We are of very different political persuasions, but we manage those differences as we grew up in a family where political differences were the norm. So that was not what has affected my mood. Knowing his views, I no longer comment when formerly I would have opened a topic for discussion. I have learned that his views are non negotiable.
Today we had quite a long chat as he and his wife had just got back from a trip to NZ. He kept coughing, not big coughs but as if he was getting over a bug, and I thought of asking if he was well, but decided against it as I wasn't keen to be interrogated about my COVID safe practises which he can't understand. He did ask if I was out and about now and I replied, oh yes but I am not going to concert halls yet.
At the end of the call he said, "oh and we brought something back from NZ!"

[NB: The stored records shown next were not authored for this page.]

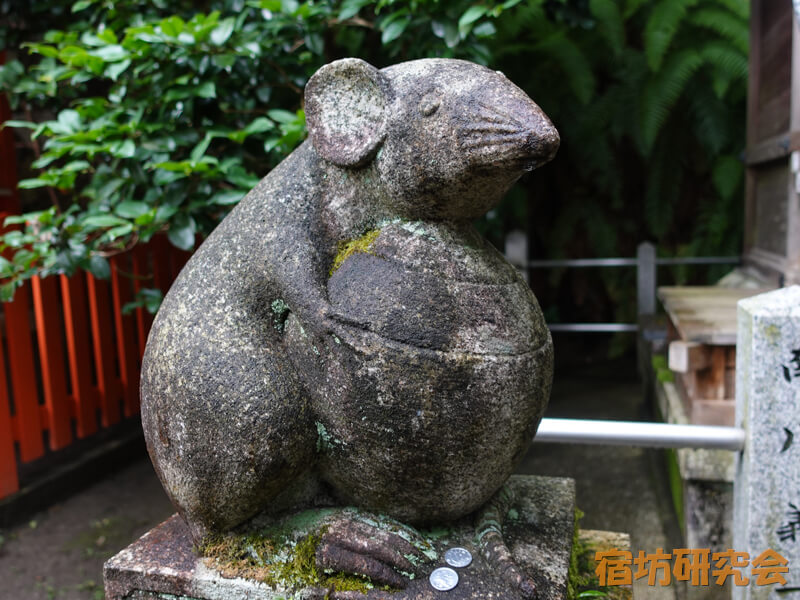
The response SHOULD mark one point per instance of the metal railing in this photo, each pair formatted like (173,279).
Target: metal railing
(639,434)
(646,263)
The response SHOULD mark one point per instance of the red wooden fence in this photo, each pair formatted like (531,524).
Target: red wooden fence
(69,361)
(69,357)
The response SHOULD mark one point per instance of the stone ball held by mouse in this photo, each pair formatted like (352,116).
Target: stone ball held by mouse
(345,330)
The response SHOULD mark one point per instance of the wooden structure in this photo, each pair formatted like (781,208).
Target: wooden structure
(772,209)
(702,349)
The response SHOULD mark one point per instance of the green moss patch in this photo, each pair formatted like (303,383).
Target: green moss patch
(281,556)
(582,583)
(349,247)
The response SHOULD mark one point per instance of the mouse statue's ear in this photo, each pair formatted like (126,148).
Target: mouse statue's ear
(346,105)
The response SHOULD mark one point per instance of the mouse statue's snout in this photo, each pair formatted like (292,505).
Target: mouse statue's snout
(541,143)
(506,129)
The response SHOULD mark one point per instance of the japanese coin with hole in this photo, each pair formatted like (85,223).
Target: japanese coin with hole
(444,579)
(458,557)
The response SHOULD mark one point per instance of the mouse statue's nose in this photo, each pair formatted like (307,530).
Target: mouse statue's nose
(542,141)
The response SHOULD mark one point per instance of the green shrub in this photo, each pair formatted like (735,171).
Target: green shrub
(160,117)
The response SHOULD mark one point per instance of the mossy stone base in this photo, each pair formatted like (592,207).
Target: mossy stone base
(538,531)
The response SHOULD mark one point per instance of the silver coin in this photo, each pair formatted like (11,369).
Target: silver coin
(444,579)
(458,557)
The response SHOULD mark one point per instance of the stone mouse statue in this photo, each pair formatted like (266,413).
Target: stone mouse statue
(345,328)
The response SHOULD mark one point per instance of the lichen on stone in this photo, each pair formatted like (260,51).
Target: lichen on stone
(280,312)
(325,441)
(348,247)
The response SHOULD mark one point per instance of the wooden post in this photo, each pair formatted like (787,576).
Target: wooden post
(646,279)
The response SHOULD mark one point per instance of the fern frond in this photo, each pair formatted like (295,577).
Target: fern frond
(631,7)
(524,20)
(728,26)
(664,178)
(661,27)
(726,59)
(663,91)
(610,24)
(575,66)
(740,8)
(710,119)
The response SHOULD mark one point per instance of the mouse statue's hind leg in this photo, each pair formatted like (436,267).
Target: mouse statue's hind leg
(489,533)
(227,425)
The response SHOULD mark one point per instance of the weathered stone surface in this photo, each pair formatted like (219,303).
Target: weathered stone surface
(345,329)
(767,484)
(539,531)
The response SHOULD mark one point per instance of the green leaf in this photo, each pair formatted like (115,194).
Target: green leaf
(114,70)
(80,5)
(99,267)
(76,165)
(7,290)
(70,120)
(289,7)
(30,184)
(448,31)
(610,23)
(315,43)
(97,221)
(472,14)
(281,116)
(130,209)
(223,31)
(6,268)
(13,123)
(663,91)
(394,29)
(350,8)
(260,125)
(119,231)
(172,26)
(486,29)
(207,89)
(228,197)
(199,150)
(111,53)
(123,148)
(575,66)
(182,231)
(662,25)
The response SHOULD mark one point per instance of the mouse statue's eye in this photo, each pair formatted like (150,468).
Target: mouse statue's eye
(429,104)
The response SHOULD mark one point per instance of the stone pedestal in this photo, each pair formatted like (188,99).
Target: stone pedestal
(538,531)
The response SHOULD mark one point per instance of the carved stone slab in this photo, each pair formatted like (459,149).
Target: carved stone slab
(162,563)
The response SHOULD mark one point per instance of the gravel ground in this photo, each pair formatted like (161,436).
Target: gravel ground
(59,554)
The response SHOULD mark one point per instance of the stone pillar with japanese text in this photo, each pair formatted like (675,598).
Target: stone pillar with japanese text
(767,484)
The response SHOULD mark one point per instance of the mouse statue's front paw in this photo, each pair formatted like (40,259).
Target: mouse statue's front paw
(356,547)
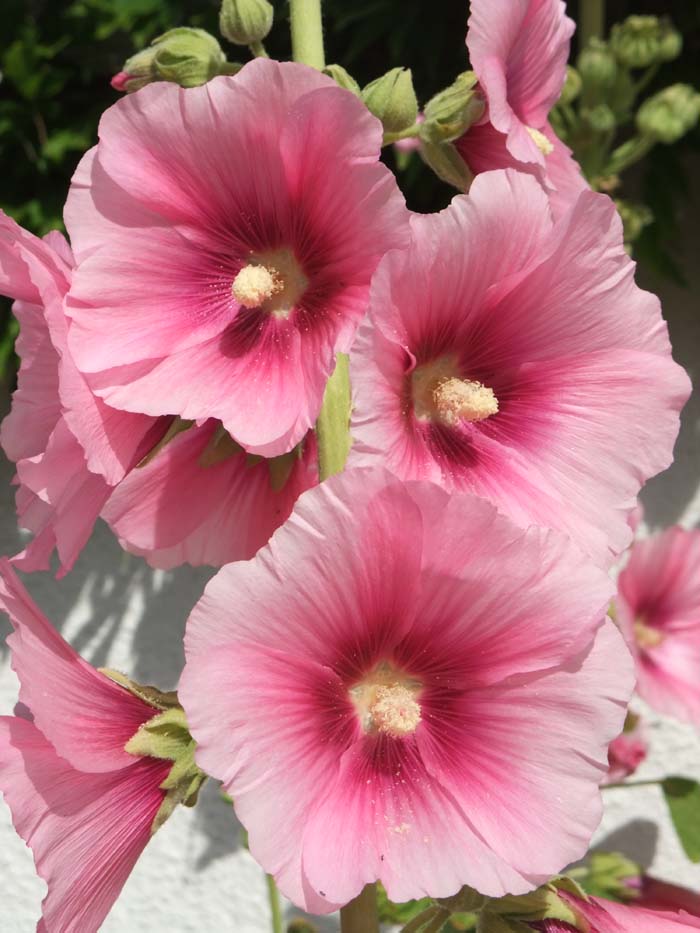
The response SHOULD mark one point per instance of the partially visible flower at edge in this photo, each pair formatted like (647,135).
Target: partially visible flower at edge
(658,610)
(84,805)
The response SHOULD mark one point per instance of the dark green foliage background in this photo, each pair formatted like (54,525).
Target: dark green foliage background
(57,56)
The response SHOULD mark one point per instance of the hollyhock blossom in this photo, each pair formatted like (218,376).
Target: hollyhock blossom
(658,609)
(518,50)
(84,805)
(58,498)
(226,237)
(515,358)
(601,916)
(431,689)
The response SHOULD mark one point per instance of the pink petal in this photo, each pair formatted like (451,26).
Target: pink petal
(87,717)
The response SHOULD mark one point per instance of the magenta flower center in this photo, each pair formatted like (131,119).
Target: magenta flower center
(386,701)
(440,394)
(647,636)
(272,281)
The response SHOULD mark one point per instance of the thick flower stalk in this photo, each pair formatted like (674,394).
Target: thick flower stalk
(518,50)
(515,358)
(431,689)
(658,609)
(80,769)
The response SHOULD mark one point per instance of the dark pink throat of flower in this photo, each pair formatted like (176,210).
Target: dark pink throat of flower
(441,395)
(386,702)
(272,281)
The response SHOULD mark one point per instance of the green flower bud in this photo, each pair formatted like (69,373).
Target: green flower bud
(597,68)
(451,112)
(343,79)
(572,86)
(185,56)
(670,114)
(392,99)
(244,22)
(447,163)
(642,41)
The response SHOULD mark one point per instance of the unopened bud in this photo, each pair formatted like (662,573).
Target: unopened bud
(343,79)
(245,22)
(642,41)
(392,99)
(597,67)
(451,112)
(188,57)
(670,114)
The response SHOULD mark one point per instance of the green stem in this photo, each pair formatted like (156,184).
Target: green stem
(360,915)
(591,21)
(333,424)
(273,896)
(258,50)
(651,783)
(307,33)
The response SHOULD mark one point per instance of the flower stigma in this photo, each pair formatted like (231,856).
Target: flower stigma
(272,281)
(440,395)
(646,636)
(386,702)
(540,140)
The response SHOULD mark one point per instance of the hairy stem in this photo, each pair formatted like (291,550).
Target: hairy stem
(360,915)
(307,32)
(273,897)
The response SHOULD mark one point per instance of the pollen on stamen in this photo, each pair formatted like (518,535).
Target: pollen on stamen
(540,140)
(254,285)
(457,399)
(394,710)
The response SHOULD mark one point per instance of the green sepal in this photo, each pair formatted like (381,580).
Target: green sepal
(343,79)
(165,736)
(392,100)
(450,113)
(448,164)
(156,698)
(245,22)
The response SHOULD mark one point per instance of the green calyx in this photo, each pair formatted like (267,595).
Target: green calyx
(670,114)
(185,56)
(245,22)
(452,111)
(165,736)
(343,79)
(643,41)
(392,100)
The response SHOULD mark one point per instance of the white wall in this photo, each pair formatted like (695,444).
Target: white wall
(195,876)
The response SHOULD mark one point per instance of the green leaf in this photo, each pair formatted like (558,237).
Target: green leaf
(683,799)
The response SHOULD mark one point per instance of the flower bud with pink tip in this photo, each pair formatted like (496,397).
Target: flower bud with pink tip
(431,688)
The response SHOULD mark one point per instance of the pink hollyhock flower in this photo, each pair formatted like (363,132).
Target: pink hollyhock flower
(226,237)
(203,500)
(658,609)
(84,805)
(518,50)
(627,751)
(58,498)
(603,916)
(515,358)
(431,690)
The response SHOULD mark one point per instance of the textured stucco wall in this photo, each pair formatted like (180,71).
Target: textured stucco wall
(195,876)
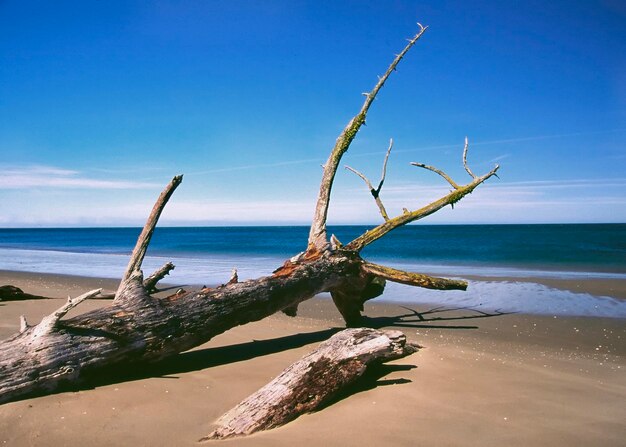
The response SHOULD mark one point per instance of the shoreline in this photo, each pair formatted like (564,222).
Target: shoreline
(480,380)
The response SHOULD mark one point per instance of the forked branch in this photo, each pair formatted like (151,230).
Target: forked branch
(139,252)
(410,216)
(376,191)
(317,234)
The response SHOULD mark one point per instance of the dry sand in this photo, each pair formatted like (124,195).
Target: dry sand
(509,380)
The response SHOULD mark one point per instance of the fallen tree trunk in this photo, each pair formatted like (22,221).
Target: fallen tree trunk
(312,381)
(138,327)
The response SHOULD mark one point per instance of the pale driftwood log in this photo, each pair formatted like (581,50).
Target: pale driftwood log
(151,281)
(137,327)
(313,380)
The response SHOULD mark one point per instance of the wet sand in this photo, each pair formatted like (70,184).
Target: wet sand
(481,379)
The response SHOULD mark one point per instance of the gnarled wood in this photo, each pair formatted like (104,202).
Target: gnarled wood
(151,281)
(317,234)
(313,380)
(137,327)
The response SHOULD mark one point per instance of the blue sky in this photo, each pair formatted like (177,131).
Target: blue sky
(101,103)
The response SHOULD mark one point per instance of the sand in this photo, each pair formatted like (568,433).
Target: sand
(514,380)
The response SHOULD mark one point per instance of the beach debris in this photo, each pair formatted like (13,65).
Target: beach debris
(312,381)
(151,281)
(12,293)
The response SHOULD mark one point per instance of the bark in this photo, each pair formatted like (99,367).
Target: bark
(138,327)
(312,381)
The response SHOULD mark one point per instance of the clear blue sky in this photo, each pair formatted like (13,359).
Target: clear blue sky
(101,103)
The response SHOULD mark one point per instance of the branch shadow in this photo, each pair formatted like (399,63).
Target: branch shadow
(416,319)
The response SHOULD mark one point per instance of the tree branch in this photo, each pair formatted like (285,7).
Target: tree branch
(376,191)
(410,216)
(438,171)
(413,279)
(317,234)
(139,252)
(151,281)
(465,159)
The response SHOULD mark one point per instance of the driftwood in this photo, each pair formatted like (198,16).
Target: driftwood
(137,327)
(312,381)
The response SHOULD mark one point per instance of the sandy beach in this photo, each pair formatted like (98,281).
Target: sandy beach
(513,379)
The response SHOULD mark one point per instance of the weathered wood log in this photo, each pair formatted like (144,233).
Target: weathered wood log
(151,281)
(137,327)
(312,381)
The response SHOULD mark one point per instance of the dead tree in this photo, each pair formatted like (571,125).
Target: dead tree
(313,380)
(138,327)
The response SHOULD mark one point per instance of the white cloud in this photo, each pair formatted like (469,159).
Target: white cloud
(53,177)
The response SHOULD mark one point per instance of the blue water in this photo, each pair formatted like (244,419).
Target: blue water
(206,255)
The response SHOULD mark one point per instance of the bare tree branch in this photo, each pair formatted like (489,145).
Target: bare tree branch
(317,234)
(465,159)
(413,279)
(410,216)
(139,252)
(376,191)
(438,171)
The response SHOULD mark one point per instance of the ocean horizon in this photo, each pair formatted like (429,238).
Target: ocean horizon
(206,255)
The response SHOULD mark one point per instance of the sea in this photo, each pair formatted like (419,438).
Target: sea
(501,253)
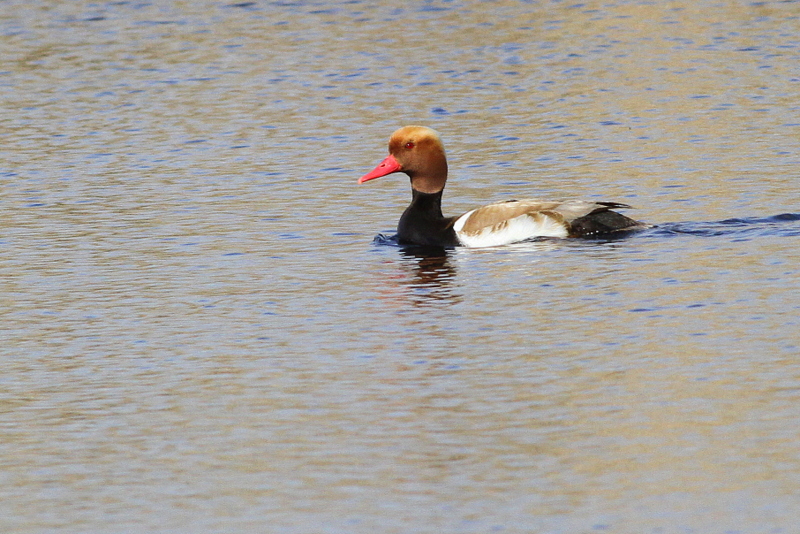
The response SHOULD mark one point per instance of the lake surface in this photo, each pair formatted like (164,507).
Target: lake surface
(199,333)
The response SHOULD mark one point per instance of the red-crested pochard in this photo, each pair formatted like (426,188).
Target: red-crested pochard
(418,151)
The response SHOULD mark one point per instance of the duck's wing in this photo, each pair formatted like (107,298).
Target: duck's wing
(517,220)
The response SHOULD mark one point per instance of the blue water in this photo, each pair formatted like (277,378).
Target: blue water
(201,332)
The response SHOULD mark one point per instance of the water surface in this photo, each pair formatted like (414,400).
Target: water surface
(199,333)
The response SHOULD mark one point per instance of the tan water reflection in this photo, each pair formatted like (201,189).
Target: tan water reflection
(199,336)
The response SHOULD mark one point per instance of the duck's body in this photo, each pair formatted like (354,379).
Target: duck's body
(418,151)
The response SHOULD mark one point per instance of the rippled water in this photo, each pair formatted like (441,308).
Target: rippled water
(201,331)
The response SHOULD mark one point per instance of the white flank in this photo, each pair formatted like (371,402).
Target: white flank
(512,231)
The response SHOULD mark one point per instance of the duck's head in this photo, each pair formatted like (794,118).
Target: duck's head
(417,151)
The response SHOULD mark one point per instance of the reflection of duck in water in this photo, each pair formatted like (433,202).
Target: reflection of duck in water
(418,152)
(433,274)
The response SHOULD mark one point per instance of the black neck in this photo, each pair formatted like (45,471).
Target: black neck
(423,223)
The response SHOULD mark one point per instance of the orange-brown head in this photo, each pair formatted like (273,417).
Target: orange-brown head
(417,151)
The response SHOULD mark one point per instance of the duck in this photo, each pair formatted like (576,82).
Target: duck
(418,151)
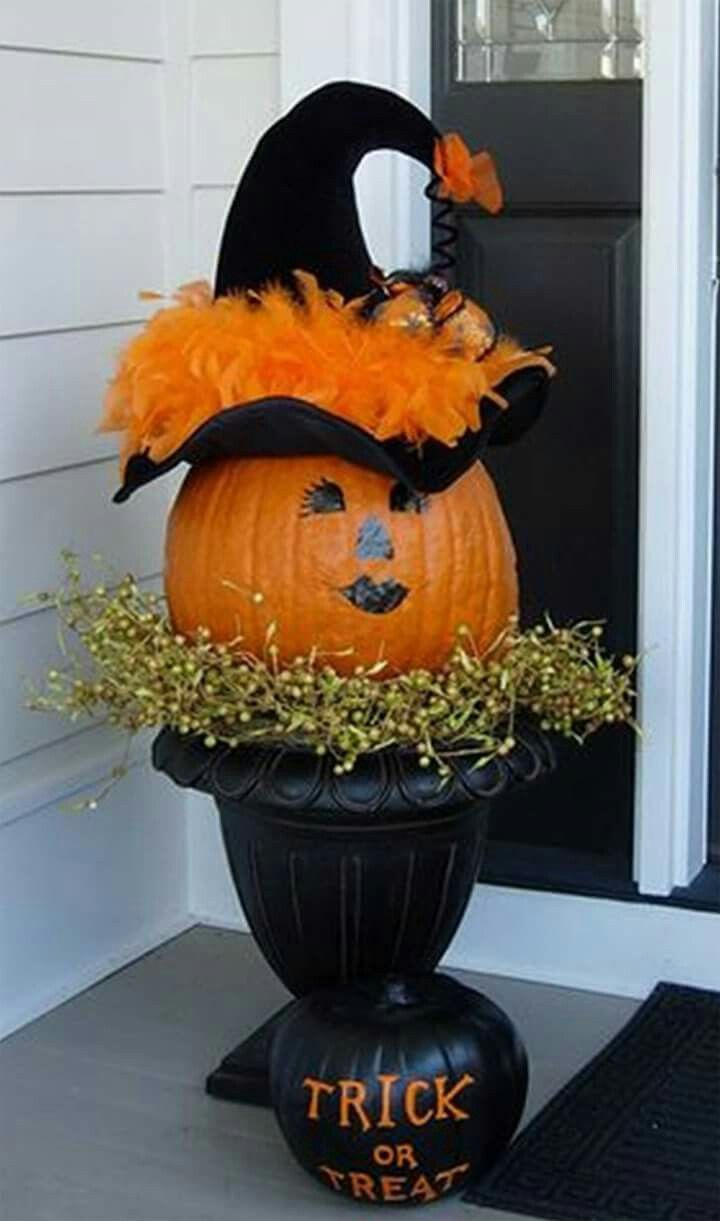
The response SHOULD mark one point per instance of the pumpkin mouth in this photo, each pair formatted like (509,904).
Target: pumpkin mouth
(375,597)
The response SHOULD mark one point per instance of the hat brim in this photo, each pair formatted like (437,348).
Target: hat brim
(289,427)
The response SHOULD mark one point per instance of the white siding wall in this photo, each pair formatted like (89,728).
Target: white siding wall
(129,122)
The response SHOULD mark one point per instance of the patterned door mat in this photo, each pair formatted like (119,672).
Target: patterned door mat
(636,1134)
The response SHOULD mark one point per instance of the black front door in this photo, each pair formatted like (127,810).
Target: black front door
(560,266)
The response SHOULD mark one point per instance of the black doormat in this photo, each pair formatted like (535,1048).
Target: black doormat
(636,1134)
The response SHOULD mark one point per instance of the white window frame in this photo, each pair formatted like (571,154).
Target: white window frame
(621,946)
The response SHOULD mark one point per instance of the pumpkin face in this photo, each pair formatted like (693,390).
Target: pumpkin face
(399,1090)
(343,559)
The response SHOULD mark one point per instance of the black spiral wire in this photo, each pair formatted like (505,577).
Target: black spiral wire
(443,231)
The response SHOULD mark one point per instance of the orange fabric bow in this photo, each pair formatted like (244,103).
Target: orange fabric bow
(464,176)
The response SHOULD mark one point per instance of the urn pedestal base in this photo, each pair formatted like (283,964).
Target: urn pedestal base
(348,877)
(243,1076)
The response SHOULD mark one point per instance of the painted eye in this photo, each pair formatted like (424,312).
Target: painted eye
(324,497)
(404,499)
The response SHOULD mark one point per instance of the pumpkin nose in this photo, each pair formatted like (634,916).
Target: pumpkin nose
(374,541)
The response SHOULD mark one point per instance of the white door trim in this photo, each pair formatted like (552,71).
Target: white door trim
(676,441)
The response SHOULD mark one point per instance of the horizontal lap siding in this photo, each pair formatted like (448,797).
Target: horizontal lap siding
(82,231)
(131,123)
(234,82)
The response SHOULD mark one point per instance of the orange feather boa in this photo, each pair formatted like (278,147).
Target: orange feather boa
(200,355)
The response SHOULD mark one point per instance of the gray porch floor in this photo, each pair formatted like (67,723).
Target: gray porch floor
(103,1115)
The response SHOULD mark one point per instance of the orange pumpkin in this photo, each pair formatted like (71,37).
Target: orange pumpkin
(342,558)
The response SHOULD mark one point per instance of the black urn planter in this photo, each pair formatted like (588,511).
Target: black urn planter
(344,877)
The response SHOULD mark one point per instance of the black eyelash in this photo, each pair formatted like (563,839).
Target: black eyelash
(404,499)
(324,497)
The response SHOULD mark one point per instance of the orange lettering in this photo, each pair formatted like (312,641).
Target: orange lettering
(405,1156)
(334,1176)
(450,1175)
(391,1187)
(386,1084)
(361,1186)
(421,1187)
(411,1092)
(383,1155)
(353,1094)
(444,1109)
(315,1088)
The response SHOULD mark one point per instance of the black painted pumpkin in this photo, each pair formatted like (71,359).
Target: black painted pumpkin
(399,1090)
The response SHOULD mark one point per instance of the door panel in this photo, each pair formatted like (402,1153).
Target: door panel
(561,266)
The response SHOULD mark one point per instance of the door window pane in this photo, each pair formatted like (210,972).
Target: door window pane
(549,39)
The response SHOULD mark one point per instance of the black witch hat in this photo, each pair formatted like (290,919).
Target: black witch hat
(295,209)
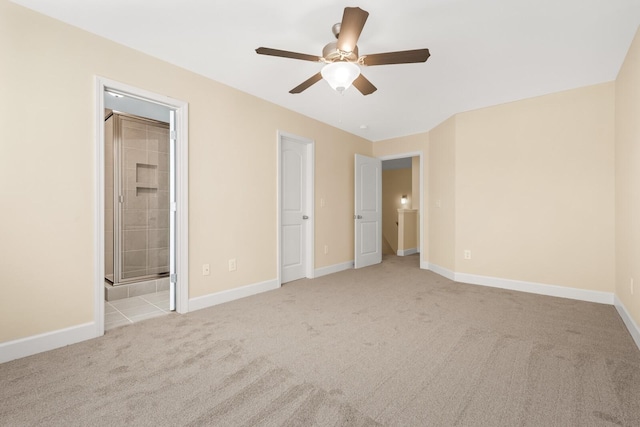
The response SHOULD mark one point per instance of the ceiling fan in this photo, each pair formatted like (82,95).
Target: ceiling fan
(341,58)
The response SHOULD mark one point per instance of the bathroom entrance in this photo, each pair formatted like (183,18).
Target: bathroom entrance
(137,201)
(134,266)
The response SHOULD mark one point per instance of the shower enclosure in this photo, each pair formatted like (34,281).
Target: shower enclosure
(137,226)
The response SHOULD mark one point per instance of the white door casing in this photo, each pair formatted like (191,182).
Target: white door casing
(368,211)
(296,208)
(172,210)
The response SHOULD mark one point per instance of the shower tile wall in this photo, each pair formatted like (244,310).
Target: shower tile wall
(145,213)
(108,197)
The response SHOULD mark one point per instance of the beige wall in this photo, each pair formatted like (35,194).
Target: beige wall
(440,201)
(395,183)
(47,172)
(415,193)
(627,110)
(535,189)
(407,224)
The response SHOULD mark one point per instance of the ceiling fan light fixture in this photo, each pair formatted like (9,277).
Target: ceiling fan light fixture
(340,75)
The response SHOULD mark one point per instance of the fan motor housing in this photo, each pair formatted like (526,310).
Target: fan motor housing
(331,53)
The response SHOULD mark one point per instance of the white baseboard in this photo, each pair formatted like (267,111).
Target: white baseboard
(336,268)
(440,270)
(537,288)
(35,344)
(631,325)
(221,297)
(406,252)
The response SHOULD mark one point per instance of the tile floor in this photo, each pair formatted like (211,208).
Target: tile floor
(131,310)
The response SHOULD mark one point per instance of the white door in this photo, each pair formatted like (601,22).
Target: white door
(368,211)
(295,218)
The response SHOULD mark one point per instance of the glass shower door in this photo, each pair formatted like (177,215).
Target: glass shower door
(144,199)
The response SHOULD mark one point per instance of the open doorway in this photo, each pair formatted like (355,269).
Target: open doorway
(402,206)
(141,159)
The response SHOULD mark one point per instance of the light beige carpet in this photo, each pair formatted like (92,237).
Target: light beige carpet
(385,345)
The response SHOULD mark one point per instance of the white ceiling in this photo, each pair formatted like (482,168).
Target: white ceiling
(483,52)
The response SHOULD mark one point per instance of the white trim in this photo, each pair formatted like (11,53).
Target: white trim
(405,252)
(336,268)
(631,325)
(310,190)
(182,188)
(440,270)
(221,297)
(537,288)
(35,344)
(421,213)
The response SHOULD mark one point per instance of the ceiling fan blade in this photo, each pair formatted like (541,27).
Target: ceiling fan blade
(400,57)
(287,54)
(364,85)
(307,83)
(353,21)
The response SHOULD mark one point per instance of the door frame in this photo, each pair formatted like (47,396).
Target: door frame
(182,192)
(310,205)
(421,213)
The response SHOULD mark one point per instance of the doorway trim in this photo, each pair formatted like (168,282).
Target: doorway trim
(310,192)
(182,196)
(422,213)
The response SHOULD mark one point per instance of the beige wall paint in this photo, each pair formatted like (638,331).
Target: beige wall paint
(47,172)
(395,183)
(627,110)
(415,193)
(535,189)
(441,199)
(407,224)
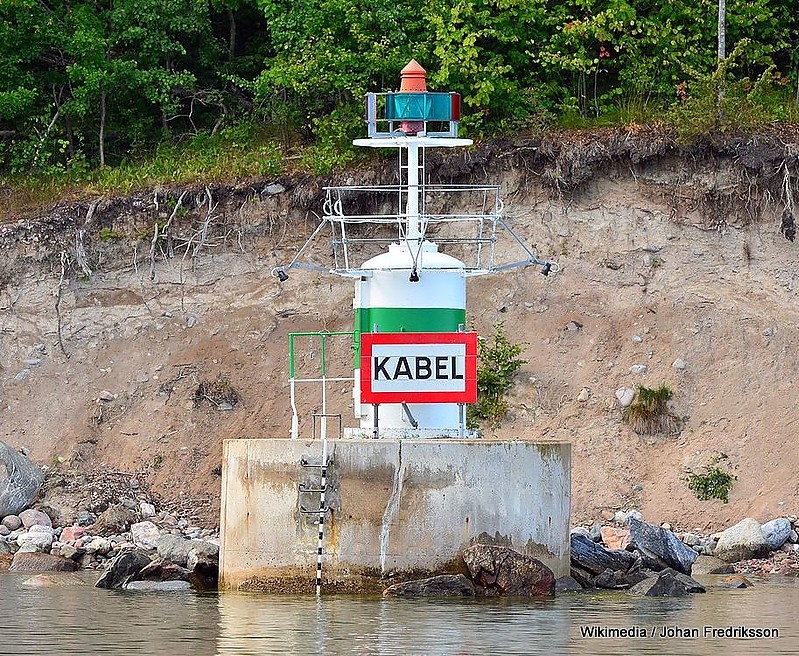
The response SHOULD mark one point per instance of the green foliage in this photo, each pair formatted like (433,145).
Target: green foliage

His wife had felt a bit poorly and had used an old RAT test they had, just in case. She tested positive. That was last Saturday and she is apparently feeling better now. I write this on Wednesday.
I said, "well I guess you'll be avoiding your grandchildren for a bit."
"Oh, it's five days now, so we're right," was his reply.
"She might have passed it on to you?"
" I have no idea, no idea!" he replied.
I realise now that it was that comment that has caused my dispondency. His minimising the risk is probably partly the result of the government decision not to tell us that Covid is still here and we should take care and partly pressure from the conservative society he chooses to live in. My brother has always ridiculed my precautions and although I'm sure he realises he probably has Covid he doesn't want to admit it. Or perhaps just doesn't want to talk about it to me. He is in his 70s and I hope he turns out to be one of the lucky ones who is not badly affected and doesn't pass it on. But it reminds me of Americans I read about who have cooker relations and regret the disruption Trump's misinformation has caused to their families.
Did we ever imagine the gulfs such misinformation would cause? Cause enough for despondency.